Die Wahl von J.D. Vance zum Vizepräsidenten, einem späten Konvertiten zum Trumpismus, der Hand in Hand mit Peter Thiel und anderen Technokapitalisten aus dem Sillicon Valey kam, stärkt die Hegemonie der MAGA-Bewegung. Mit seiner protektionistischen, abgrundtief abtreibungsfeindlichen und isolationistischen Rhetorik, die noch radikaler ist als die von Trump selbst, besteht seine Funktion offensichtlich nicht darin, die Wähler:innenbasis in Richtung gemäßigter Sektoren zu verbreitern, sondern den harten Kern zu bekräftigen und vor allem Trumps Erbe mit Blick auf die Wahl 2028 fortzuführen.
Der Trumpismus hat sich nicht nur als ein Phänomen der Wahlkonjunktur erwiesen, sondern hat in den von der neoliberalen Politik sowohl der demokratischen als auch der republikanischen Regierungen zurückgelassenen Sektoren eine kleine, aber intensive konservative Basis gefestigt und nährt auf demagogische Weise Ressentiments gegen die kosmopolitischen politischen „Eliten“. Die Rede von Sean O’Brien, dem Gewerkschaftsführer der Teamster, der am Parteitag der Republikaner teilnahm, ist in gewisser Weise eine Antwort auf diese Hinwendung zur republikanischen Partei, insbesondere von rückständigen Teilen der älteren, meist weißen Arbeiter:innenklasse. Wie Theda Skocpol in ihrem Buch Rust Belt Union Blues. Why Working-Class Voters Are Turning Away from the Democratic Party (Warum sich die Wähler:innen der Arbeiter:innenklasse von der Demokratischen Partei abwenden), hat sich dieses Phänomen seit den 1980er Jahren zusammengebraut und ist mehr als eine Wahlbewegung – die weiterhin zwischen Demokraten und Republikanern schwankt – ein komplexer Prozess der Desorganisation der Institutionen der Arbeiter:innenklasse, angefangen bei den Gewerkschaften.

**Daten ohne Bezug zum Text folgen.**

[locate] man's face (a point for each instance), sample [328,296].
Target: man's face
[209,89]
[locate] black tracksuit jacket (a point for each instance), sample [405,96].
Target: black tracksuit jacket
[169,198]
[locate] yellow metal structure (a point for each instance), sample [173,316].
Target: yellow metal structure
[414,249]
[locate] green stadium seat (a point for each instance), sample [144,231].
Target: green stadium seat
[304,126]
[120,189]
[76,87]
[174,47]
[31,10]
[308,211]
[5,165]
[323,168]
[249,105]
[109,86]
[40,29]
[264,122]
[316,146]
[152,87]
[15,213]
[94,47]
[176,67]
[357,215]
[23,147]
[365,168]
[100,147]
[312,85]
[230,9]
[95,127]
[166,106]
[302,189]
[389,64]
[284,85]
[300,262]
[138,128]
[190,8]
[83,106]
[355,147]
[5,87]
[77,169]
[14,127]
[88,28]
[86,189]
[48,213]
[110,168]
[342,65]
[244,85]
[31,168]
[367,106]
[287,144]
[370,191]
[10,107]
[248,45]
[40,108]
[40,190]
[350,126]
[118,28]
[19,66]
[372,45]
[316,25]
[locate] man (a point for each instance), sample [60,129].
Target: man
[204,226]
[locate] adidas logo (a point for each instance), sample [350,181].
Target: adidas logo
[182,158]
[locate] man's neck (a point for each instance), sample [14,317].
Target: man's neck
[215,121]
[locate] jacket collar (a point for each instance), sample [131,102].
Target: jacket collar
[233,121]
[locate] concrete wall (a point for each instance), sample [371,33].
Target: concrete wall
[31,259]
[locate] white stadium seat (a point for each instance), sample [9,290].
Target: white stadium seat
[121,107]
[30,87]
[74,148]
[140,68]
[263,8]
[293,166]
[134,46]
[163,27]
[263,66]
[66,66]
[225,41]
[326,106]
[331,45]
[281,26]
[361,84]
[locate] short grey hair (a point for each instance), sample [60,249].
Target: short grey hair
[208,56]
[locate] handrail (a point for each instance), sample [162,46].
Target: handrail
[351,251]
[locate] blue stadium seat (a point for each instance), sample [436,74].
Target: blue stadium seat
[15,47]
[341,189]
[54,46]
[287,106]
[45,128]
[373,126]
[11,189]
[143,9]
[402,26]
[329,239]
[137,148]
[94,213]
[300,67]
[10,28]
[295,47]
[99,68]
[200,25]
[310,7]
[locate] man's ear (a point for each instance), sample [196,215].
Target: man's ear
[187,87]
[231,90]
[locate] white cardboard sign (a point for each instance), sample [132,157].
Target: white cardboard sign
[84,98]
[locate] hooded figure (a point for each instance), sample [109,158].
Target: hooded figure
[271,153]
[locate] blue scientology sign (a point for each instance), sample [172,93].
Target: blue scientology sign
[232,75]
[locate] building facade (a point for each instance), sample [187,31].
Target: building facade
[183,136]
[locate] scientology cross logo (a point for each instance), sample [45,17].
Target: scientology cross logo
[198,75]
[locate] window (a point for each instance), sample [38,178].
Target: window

Es versteht sich von selbst, dass diese Demagogie einer “catch all“-Wahlstrategie entspricht, um die Stimmen unzufriedener Teile der Arbeiter:innen und der verarmten Mittelschicht, einschließlich reaktionärer Teile der Latinos, zu gewinnen.
Wie Trump ist auch Vance kein traditioneller Neoliberaler, sondern verbindet sein protektionistisch-populistisches Profil mit einem uneingeschränkten Festhalten an der traditionellen republikanischen Agenda: wirtschaftliche Deregulierung, Steuersenkungen, insbesondere für Unternehmen, gewerkschaftsfeindliche Politik und geringere staatliche Ausgaben für Sozialprogramme.
Aus diesem Grund ist ein bedeutender Teil des Großkapitals aus dem Silicon Valley und der Wall Street (darunter Peter Thiel und Elon Musk) auf den Trump-Zug aufgesprungen und spendet mehrere Millionen Dollar, in der Erwartung, von einem neuen Zyklus der Deregulierung und niedrigeren Unternehmenssteuern zu profitieren (2017 senkte Trump diese von 35 % auf 21 % und verspricht nun, sie auf 15 % zu senken), von protektionistischen Maßnahmen und einem allgemein reaktionären, unternehmensfreundlichen Klima zu profitieren und gleichzeitig die demagogische Politik zu mäßigen und die Auswirkungen von Handelskriegen und der Verhängung von Zöllen nicht nur gegen China, sondern gegen alle Einfuhren im Allgemeinen zu steuern.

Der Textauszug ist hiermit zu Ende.